パ・リーグは1973年~1982年、人気浮揚策として前後期2シーズン制を実施した。また1975年には指名打者制を導入した。しかしセ・リーグはパの施策に同調しなかった。2シーズン制は観客動員に結びつかず1982年に終了したが、指名打者制はパ・リーグでは今に至るも続けられている。しかしセ・リーグは導入していない。こうした確執が70年以上も続いているのは驚きではある。
これはアメリカでも同じことが起こっていた。アメリカでもナショナル・リーグとアメリカン・リーグは長く競合関係にあったのだ。MLBを創設したリーグの流れをくむナショナル・リーグと、もとはその傘下にあったアメリカン・リーグが両立して二大リーグになったのは1901年のこと。
以後、ア・ナ両リーグは、セ・パ両リーグと同様、個別の路線をとることが多かった。1973年にアメリカン・リーグは人気挽回策として指名打者制を導入したが、ナショナル・リーグは同調しないまま今に至っている。このあたりはNPBとよく似ている。
しかし両リーグは、1990年代に入って急速に歩み寄る。1994年から95年にかけてMLB選手会がFA権をめぐって大々的なストライキを展開、MLBの人気は急落した。
MLB各球団の経営陣はその挽回策として1996年、リーグの垣根を越えて両リーグのチームが対戦する「インターリーグ」を開始した。
このインターリーグを推進したMLB機構幹部のバド・セリグが1998年にコミッショナーに就任すると、2000年には両リーグ会長職は廃止されMLBコミッショナーの下に統合された。
球団オーナー出身のバド・セリグはやり手のビジネスマンであり、MLBは機構が先頭に立って事業拡大にまい進した。28球団を30球に拡張(エクスパンション)するとともに、放映権やライセンス、フランチャイズなどのビジネスで巨額の契約をものにした。その恩恵は30球団にいきわたった。
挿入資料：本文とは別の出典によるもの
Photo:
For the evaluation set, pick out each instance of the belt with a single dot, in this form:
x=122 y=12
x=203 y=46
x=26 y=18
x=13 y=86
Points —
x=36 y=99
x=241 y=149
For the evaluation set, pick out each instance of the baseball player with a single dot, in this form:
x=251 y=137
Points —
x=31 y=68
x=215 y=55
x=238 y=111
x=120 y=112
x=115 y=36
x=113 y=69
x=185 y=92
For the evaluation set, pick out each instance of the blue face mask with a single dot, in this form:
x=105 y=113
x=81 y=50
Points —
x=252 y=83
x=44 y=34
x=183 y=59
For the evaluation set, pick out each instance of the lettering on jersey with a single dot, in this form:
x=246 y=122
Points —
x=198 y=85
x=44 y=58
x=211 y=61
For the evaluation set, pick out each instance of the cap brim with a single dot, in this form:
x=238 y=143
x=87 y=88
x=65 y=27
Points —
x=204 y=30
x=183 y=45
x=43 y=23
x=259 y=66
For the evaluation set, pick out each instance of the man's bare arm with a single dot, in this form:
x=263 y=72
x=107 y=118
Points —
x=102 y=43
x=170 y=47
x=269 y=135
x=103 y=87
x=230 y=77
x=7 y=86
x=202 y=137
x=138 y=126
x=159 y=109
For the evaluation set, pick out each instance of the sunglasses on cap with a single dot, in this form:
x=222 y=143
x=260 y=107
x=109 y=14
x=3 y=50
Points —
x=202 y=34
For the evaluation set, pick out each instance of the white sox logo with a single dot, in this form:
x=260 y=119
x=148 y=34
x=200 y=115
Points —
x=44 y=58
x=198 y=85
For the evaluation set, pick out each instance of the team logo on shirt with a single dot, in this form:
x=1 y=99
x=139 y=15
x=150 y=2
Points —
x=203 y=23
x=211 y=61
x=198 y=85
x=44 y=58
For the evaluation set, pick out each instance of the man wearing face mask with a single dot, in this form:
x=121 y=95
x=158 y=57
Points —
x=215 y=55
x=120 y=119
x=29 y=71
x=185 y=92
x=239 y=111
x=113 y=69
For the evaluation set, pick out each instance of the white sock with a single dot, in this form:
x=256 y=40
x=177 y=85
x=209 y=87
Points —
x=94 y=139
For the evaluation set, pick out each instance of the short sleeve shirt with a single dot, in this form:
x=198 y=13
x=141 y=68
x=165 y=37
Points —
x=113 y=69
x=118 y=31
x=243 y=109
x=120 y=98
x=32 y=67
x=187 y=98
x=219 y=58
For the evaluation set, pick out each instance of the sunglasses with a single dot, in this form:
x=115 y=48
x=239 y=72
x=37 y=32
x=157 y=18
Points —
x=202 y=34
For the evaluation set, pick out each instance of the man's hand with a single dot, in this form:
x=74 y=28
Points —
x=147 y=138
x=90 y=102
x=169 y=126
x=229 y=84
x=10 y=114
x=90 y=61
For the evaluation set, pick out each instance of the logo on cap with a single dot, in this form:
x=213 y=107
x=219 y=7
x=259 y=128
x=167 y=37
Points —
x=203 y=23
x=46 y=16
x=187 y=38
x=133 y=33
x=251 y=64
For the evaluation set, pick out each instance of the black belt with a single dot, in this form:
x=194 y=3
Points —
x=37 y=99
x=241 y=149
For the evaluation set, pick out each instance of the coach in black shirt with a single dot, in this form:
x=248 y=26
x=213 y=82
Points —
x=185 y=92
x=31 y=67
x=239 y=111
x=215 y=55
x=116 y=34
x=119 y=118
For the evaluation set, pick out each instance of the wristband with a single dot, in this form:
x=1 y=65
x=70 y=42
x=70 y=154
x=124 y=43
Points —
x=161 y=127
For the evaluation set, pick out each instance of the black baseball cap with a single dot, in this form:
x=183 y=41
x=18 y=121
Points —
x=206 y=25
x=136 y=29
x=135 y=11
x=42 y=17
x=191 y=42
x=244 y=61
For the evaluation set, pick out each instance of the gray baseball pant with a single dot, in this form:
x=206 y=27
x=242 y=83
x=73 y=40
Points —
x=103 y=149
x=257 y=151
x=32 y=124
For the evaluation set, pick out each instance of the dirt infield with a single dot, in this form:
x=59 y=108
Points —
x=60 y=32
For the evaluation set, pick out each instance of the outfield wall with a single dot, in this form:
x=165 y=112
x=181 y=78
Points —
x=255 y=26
1994年には、MLB28球団の観客動員は5001万人だったが、2チームが新規に加入した1998年には7060万人になっている。
こうしたコミッショナー主導の強力な事業展開によって各球団の企業価値が高まる中で、両リーグの確執は霧消したと言ってよいのではないか。
この間、両リーグのチーム数を調整するために1998年にはミルウォーキー・ブルワーズがア・リーグからナ・リーグに移動。2013年には反対にヒューストン・アストロズが、ナ・リーグからア・リーグに移動している。リーグをまたいだ球団の移動はNPBでは見られない。